Мой народ, моя нация, моя Россия, что умом никогда не постигнуть...

Единство Великой равнины переросло в монархию, а потом в империю, империя пала, но погибнуть ей не дано и переродилась империя в Архипелаг Гулаг. В наших генах сидит империя, империя Великой Равнины, империя нищего богача, крещеного коммуниста, убогого гения... Империстость, когда мир так съежился от геометрически распухающего прогресса...

Чужой среди чужих, Леонид ощущал себя вдвойне чужим после Октября. Странный ты, Ленька, вот я - крещеный, но в Бога не верю, а ты... признался как-то Николай. Как объяснить, кому Господом не дано, странность не только таланта, но и ощущение гармонии, единства с Создателем и Творцом, дающее свободу Духа, что нетерпимо для непосвященных...

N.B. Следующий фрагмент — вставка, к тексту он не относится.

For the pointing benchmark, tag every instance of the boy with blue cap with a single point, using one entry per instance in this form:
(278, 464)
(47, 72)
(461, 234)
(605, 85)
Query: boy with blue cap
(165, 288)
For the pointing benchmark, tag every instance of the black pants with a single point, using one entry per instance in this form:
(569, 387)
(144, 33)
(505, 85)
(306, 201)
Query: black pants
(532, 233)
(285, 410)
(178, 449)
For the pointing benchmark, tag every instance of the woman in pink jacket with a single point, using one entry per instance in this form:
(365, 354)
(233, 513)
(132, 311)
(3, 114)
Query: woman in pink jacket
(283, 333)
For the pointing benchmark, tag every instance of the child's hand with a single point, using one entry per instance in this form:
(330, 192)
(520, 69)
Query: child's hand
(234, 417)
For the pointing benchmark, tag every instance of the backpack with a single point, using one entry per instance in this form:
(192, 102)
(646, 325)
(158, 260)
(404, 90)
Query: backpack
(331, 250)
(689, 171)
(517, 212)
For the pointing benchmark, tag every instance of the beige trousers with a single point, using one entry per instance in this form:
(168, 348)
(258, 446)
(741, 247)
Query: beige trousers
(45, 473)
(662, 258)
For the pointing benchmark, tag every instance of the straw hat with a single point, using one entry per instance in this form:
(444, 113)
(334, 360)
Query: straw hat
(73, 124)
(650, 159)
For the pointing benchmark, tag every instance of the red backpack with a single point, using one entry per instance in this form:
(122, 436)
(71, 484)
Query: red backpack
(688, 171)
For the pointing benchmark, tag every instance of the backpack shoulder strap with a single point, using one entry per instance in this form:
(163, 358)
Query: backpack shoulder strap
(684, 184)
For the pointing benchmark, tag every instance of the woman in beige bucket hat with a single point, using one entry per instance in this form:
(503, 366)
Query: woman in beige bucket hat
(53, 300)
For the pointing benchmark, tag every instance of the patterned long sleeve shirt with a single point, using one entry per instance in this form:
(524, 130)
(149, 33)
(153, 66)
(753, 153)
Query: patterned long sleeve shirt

Даровал же Господь Отчизну,

где лесов и полей - простор,

да где праздники вроде тризны,

что богата... на воре вор,

что земному сообществу кажет,

не стыдясь, свой срам,

где стоящий у власти прикажет

расстрелять талант

иль разрушить храм,

и встает россиянин,

осеняясь крестом

от высокого лба до пупа,

от плеча до плеча,

- и рукой в топоры!

и летят в тартарары

Храм Христа, мавзолей Ильича

и парламент расстрелян танками.

Жить две тысячи лет,

а за семьдесят пять

уничтожить цвет,

убить благодать.

Эх!..

И иной нам не видно доли.

Но в любви своей, в боли

к тебе, моя Русь,

я клянусь погубленной жизнью,

что мне дал Господь,

отняла Отчизна.

Леонид пошел в храм и поставил свечу. Постоял у иконы Николая-угодника, брата своего небесного, покровителя русских талантов. И сказал Господу: "Вразуми живущих на Родине моей, не допусти, чтобы мне или кому-то пришлось отвечать на вопрос соотечественника: ты кто? Россиянин я, как и ты, а не враг твой."

Глава шестнадцатая

Из своей боковой улицы Леонид вышел на проспект, встал на краю тротуара и поднял руку. Три или четыре такси с зелеными глазками, значит, свободных, проехали мимо, словно и не замечая голосующего пассажира. На этом месте они никогда не останавливаются, отстраненно подумал Леонид, хотя и в других местах тоже. Как только Леонид разуверился, тут же остановился какой-то частник.

- Сколько дашь? - спросил водитель, взглянул на лицо Леонида и кивнул головой. - Садись.

Замок в двери проворачивался, не открывался, наконец-то щелкнул. Не раздеваясь, Леонид прошел в комнату. Мама лежала на боку, лицом в подушку, одна рука откинута, другая синяя.

Телефон спаренный, занято, пришлось ждать в звенящей тишине.